Credit scoring for small medium enterprises using transaction data

More Info


Managing credit risk is a vital part of financial institutions. While the research into credit risk models is extensive, transaction data is a relatively untapped data source in these models. We investigate the explanatory value of transaction data for the Bank by developing default classification models for their small medium enterprises (SME) portfolio. We develop measures that summarize the transaction behaviour on a client level for different time windows. Variables that are included into traditional models are positive income shocks, balance returns, zero transactions (indicating rejected direct debits), and relative cash
expenditure. By combining these variables with client characteristics and loan behaviour information, we develop a hierarchical logistic regression model which has a good overall classification performance, reflected by an area under curve (AUC) of 0.850. Tolerating 2 out of 3 false warnings, the model identifies more than 50% of the defaults on average.

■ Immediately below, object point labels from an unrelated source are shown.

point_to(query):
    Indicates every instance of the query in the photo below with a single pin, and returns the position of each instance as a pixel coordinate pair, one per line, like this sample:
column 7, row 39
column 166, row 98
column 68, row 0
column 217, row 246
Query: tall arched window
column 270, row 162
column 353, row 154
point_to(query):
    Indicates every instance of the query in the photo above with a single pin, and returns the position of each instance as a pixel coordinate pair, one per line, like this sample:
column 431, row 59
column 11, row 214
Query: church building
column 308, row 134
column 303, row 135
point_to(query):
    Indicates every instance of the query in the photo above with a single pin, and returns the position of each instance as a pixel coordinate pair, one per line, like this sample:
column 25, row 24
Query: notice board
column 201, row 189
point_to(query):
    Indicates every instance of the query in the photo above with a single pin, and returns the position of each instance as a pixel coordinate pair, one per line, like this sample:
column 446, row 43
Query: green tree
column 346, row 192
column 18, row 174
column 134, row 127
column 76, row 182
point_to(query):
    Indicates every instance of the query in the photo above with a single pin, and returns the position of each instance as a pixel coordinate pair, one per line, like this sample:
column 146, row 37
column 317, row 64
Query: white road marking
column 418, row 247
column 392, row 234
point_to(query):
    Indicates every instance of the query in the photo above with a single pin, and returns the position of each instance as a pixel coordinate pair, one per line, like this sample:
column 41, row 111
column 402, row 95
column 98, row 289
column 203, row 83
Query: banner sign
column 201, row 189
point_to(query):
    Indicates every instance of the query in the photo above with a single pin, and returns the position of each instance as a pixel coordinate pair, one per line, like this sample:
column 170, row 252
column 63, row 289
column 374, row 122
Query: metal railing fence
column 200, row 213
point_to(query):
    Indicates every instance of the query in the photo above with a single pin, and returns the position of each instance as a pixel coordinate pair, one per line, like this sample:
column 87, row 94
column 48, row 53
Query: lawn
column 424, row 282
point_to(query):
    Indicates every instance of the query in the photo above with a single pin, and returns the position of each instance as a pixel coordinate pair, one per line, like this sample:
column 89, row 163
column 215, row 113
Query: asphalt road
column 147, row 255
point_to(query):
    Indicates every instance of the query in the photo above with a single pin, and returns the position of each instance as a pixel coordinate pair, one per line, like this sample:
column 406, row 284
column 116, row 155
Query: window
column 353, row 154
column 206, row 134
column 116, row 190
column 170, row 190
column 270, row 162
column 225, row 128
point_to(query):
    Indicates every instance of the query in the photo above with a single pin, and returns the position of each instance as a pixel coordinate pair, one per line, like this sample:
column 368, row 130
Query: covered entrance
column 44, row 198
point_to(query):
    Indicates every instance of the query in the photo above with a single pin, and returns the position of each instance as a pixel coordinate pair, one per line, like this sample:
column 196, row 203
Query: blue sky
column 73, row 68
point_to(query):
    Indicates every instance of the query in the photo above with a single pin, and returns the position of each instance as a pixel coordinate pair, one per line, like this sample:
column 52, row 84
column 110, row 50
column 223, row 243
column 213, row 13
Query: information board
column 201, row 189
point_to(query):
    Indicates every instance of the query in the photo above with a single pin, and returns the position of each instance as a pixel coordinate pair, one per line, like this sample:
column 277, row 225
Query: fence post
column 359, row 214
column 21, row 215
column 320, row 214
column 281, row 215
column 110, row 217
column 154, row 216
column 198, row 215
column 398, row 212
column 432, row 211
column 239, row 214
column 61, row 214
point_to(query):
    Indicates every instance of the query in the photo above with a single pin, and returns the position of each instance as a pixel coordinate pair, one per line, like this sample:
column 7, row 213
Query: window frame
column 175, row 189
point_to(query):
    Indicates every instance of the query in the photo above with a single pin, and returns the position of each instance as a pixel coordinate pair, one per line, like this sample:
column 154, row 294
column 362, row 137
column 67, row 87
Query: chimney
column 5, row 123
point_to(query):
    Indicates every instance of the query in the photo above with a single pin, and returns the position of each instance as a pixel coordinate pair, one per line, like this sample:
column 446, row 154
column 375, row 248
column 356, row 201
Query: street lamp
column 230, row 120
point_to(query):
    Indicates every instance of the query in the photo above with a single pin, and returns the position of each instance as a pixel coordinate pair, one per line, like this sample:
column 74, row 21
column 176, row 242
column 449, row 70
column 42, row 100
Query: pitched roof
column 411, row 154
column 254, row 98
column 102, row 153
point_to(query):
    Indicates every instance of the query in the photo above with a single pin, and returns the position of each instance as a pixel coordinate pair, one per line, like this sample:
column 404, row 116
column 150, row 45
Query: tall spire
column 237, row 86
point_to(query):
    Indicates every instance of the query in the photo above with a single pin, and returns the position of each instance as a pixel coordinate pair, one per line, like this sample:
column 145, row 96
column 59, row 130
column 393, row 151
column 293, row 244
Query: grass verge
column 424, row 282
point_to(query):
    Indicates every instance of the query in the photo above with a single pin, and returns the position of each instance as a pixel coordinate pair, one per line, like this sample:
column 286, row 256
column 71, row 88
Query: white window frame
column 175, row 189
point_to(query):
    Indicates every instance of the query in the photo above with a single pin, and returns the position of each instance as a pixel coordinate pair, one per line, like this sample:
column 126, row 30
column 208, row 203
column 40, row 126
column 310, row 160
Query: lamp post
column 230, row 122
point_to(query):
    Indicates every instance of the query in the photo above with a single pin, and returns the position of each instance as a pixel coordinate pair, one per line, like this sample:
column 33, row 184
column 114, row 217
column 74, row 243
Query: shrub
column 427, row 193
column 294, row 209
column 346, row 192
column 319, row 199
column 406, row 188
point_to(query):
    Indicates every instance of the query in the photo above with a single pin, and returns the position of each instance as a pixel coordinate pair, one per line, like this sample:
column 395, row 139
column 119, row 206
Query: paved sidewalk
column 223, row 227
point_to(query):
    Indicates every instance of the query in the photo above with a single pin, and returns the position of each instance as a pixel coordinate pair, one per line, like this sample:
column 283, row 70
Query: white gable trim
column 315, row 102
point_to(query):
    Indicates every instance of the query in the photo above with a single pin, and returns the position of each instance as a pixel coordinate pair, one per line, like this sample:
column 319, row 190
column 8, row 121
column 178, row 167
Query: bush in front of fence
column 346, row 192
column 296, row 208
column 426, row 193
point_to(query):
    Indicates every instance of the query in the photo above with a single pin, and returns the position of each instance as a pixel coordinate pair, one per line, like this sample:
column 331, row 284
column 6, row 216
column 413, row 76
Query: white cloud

We investigate relational classification methods, which classify clients according to similarity in terms of their transaction behaviour. The relational neighbour classifier achieves an AUC
of 0.768, using similarity between to clients that are determined according to a flexible weight function of the number of shared entities. By combining this approach with the aggregated transaction variables, we develop a model which is solely based on transaction data. The strong performance of this model is reflected by an AUC of 0.804, illustrating the effectiveness of transaction data in default classification.